So I was going to look at an apartment in Harlem and when I got a block away, suddently cop cars were everywhere, sirens blaring - un undercover taxi police car had it's light blazing in the windshield and screeched around a corner going the wrong way down a one way street to get to the scene faster - and two guys on the corner go, "Man, that was fast, there was a shooting like just two minutes ago and half the precinct is here already!" Then ambulances, and I get on my cell phone to call the apartment I'm going to to see if they think I can still walk down the block, then an ambulance pulls right up to me, "Hey, did you call 911"?..."no"..."okay someone on this corner did"...then they told me someone had been shot...on the street I was going to.
So, I went and saw the apartment and took it. Welcome to the new neighborhood!

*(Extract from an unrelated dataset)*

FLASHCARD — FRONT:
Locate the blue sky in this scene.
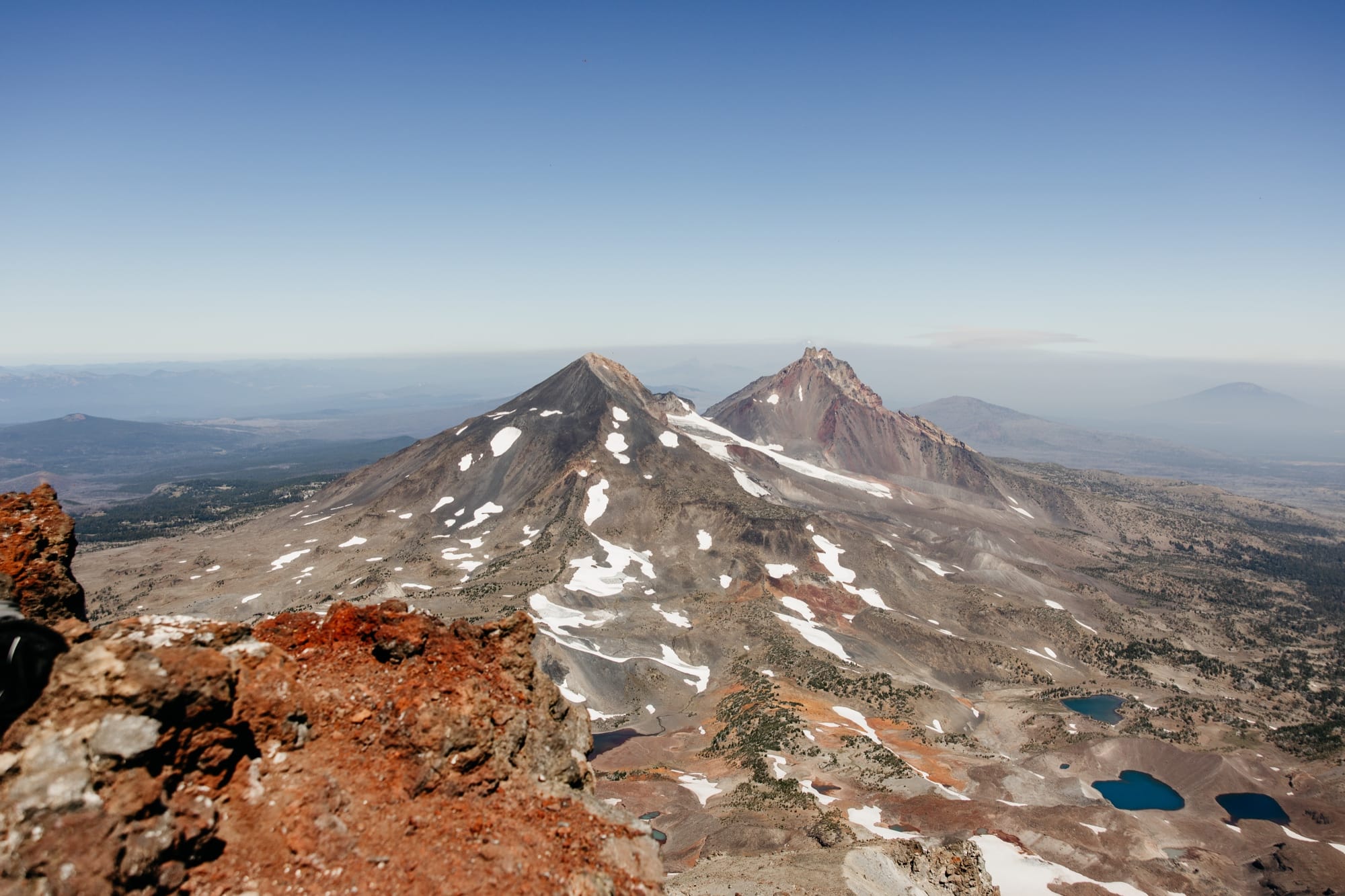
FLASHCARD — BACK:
[0,1,1345,364]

Here's the funny thing...this is so stereotypical of what people would expect of Harlem, yet most New Yorkers reading this post would be surprised, because this doesn't happen as much as it used to. New York is still the safest large city in America...but of all the city, this is still an area where there is crime because the people here are poor and don't have hope for a better life.
In a way a white guy moving here so he can learn more about racial reconciliation and practice social justice by simply living amongst the oppressed and listening is a bit of a paradox, because at the same time there is a lot of resentment about gentrification - all the white people moving into the neighborhood because the rent is cheap - and displacing families in the process. So it's not like I'm going to be greeted with joy by the neighbors...the tension between the races divided is hard to relax, it comes from both sides and is complicated by many confusions and mixed messages and inabilities to see and hear the other. I'm going to live here and work with a local church plant here (non-white leadership and almost totally non-white members) just trying to learn and listen. Maybe some listening will help to better hear and see the other.